In September 1555, a Papal Commission sat in Oxford to examine the case of the Archbishop and report to Rome for the Pope to pass judgment. Cranmer refused to recognise the jurisdiction, but made a declaration in answer to the questions put to him as coming from the Queen’s Proctors, who were on the Commission. He maintained his views on the Sacrament, and on the Royal Supremacy, and on the usurpations of Rome; and justified his actions on all points in respect of which it had been impugned. The trial over, he followed up his defence by a vigorous address to the Queen, asserting the utter incompatibility of any sovereign authority with the Papal claims. On November 25 the Pope pronounced his excommunication. In the meantime Ridley and Latimer had been condemned by a court under the authority of the Legate, Cardinal Pole, on October 1, and on the 16th they suffered martyrdom—Cranmer, it is said, witnessing the scene from the roof of his prison.

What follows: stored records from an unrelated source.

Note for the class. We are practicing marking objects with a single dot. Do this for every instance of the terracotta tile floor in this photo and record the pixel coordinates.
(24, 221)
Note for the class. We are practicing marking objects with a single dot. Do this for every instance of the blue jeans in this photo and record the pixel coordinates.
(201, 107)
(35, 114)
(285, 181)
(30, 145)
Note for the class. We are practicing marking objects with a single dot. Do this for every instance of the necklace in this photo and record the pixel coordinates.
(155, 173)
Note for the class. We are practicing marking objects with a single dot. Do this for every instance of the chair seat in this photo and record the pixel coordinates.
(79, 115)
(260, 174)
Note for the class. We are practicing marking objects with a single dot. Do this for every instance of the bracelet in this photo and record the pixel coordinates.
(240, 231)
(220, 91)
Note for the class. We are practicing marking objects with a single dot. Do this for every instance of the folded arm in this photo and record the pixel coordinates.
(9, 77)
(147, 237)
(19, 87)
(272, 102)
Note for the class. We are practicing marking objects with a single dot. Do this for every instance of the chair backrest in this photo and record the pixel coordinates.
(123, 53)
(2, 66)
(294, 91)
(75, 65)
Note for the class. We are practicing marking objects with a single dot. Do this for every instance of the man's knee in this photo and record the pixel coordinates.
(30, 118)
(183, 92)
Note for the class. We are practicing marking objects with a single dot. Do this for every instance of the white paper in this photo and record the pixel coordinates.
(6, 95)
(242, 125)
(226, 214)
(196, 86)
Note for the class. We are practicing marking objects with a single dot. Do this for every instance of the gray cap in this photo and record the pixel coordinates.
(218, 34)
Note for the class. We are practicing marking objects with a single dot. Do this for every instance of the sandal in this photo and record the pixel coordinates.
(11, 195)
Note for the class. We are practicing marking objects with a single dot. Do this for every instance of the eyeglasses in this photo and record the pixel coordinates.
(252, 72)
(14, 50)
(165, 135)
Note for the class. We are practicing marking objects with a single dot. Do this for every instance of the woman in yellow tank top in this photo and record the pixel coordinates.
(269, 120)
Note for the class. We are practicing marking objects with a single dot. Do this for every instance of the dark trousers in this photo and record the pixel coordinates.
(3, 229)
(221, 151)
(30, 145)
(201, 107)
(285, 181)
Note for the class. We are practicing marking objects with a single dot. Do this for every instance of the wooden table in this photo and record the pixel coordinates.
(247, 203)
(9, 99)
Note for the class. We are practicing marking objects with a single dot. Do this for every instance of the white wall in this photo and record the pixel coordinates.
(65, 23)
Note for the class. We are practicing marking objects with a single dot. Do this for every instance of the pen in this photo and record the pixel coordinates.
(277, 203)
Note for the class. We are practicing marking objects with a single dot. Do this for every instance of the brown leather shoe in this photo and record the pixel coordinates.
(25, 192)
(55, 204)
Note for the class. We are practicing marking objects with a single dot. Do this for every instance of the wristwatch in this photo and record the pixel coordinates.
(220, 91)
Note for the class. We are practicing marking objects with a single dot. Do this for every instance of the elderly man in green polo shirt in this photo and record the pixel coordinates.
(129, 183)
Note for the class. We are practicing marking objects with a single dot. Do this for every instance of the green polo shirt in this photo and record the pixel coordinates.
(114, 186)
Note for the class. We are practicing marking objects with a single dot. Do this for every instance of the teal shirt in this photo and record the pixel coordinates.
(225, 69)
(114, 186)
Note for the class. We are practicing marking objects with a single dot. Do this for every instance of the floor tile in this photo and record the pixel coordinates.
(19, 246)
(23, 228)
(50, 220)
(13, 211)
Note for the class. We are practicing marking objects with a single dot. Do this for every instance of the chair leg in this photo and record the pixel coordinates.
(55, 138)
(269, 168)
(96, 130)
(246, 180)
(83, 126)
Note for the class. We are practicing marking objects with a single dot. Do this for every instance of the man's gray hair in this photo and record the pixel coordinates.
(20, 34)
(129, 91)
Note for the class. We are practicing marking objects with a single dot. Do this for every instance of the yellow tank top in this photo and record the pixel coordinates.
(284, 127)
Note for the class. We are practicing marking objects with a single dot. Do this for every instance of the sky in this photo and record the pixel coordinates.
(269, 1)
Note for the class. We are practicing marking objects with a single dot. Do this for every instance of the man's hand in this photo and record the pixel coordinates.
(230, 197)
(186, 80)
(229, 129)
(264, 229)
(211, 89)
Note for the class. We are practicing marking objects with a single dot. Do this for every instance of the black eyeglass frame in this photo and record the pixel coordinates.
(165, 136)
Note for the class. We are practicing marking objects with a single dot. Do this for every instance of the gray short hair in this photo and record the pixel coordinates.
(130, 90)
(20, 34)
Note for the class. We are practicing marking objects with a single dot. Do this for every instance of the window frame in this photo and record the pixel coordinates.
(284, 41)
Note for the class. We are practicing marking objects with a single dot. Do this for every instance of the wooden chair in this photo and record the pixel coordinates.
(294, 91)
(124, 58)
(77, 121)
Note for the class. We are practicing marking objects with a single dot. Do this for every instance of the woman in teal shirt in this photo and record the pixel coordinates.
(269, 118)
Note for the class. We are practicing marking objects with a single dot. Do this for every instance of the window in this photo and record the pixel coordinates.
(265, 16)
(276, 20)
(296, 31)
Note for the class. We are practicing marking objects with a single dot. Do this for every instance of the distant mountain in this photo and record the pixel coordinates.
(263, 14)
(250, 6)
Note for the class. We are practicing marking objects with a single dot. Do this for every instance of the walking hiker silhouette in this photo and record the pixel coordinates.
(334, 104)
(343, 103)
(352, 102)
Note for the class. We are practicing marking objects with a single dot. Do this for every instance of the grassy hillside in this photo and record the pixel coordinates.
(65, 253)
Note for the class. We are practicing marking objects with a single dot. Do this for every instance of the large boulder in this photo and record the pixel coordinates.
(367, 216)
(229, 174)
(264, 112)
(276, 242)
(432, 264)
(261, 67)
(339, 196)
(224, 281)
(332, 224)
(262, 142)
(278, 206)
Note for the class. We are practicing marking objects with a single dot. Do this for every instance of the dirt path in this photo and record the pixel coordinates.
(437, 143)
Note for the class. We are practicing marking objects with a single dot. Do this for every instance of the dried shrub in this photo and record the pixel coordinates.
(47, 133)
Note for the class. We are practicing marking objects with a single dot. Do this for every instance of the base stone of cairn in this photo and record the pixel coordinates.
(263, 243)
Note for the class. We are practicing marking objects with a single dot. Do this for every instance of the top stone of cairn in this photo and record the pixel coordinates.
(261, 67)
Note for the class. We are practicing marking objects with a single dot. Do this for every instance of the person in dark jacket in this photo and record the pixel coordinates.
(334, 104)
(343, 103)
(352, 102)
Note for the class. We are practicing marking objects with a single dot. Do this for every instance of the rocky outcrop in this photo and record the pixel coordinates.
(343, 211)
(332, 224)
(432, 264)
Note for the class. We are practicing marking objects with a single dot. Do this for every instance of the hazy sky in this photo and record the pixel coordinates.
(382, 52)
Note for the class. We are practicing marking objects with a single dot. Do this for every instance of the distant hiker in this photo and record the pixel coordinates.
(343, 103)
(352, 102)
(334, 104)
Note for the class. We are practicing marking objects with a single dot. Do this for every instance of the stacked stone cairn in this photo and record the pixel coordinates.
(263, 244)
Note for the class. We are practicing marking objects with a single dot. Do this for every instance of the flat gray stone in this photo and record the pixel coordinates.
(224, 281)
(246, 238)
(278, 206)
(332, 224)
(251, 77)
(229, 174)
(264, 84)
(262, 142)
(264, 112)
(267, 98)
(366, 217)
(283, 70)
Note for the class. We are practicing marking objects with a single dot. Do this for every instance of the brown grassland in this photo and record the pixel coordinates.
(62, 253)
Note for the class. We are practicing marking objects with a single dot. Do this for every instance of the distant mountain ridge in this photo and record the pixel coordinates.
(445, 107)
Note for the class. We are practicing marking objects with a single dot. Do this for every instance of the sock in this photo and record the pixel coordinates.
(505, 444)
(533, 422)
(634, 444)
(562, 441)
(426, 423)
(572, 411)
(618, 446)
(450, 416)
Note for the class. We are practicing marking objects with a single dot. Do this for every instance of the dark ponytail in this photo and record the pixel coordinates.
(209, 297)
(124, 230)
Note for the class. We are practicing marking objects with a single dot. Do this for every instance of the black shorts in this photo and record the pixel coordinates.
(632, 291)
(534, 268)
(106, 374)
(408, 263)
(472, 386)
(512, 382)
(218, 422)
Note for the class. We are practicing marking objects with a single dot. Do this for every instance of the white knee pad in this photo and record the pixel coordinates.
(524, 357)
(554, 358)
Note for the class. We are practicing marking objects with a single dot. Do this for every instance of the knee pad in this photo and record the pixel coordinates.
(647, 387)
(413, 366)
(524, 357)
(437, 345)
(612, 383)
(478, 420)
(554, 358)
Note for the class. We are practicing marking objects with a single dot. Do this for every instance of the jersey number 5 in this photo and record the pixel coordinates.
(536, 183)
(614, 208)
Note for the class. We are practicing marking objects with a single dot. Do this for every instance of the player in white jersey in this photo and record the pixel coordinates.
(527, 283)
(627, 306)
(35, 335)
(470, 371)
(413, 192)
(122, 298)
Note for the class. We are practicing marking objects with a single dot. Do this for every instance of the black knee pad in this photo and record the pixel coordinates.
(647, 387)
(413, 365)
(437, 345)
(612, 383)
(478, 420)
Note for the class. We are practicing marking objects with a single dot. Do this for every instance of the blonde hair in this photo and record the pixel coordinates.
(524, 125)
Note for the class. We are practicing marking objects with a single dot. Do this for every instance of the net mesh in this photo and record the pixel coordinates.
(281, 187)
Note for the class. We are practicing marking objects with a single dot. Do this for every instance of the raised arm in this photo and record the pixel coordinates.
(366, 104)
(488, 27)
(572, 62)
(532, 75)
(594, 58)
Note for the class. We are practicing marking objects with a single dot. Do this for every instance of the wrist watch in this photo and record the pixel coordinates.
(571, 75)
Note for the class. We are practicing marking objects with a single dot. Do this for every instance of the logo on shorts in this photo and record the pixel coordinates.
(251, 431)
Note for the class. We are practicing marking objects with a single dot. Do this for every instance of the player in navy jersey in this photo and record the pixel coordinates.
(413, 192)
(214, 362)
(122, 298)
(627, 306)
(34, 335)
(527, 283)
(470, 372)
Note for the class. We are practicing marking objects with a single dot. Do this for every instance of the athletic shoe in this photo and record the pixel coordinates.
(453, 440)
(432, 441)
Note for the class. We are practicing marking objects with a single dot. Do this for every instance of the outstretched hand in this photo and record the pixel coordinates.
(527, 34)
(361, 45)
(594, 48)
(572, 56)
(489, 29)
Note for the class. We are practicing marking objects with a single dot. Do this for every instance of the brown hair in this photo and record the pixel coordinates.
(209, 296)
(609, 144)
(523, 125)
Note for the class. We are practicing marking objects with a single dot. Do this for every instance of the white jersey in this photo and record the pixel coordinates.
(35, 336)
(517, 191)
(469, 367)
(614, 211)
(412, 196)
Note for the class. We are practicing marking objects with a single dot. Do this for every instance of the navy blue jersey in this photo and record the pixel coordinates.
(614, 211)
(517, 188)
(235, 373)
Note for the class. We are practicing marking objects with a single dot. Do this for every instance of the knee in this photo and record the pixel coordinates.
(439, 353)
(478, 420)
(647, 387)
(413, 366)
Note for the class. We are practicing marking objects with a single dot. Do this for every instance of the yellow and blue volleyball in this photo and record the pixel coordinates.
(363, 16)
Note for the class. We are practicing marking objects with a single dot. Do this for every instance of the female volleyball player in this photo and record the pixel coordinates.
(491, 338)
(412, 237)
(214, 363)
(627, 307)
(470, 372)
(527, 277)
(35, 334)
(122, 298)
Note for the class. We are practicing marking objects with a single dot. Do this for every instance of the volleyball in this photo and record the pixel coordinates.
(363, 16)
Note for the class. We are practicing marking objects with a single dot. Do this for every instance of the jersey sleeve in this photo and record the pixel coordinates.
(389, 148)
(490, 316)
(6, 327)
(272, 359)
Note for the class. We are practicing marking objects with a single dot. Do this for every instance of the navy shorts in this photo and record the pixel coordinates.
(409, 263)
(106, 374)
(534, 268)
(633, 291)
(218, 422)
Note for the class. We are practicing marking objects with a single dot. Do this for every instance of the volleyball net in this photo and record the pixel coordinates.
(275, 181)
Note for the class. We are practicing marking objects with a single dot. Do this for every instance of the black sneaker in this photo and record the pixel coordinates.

Cranmer remained in prison, cut off from every sympathiser. It is easy to forget, but it should not be difficult to realise, the tremendous strain on a nature like his—sensitive, diffident, imaginative. All his life he had been surrounded and supported by the personal affection of friends. Now, every conceivable incentive to doubt whether he had been in the right after all was set to work on him simultaneously. Yet month followed month, and he remained steadfast—unless his expression of a desire to confer with Tunstal or Pole was a sign of weakening. Before he could be handed over to the secular arm, his ecclesiastical degradation was necessary. The sentence was carried out with every circumstance of public ignominy—Bonner, the principal performer, excelling himself in his coarse brutality. For a man with highstrung nerves, the thing must have been simply shattering.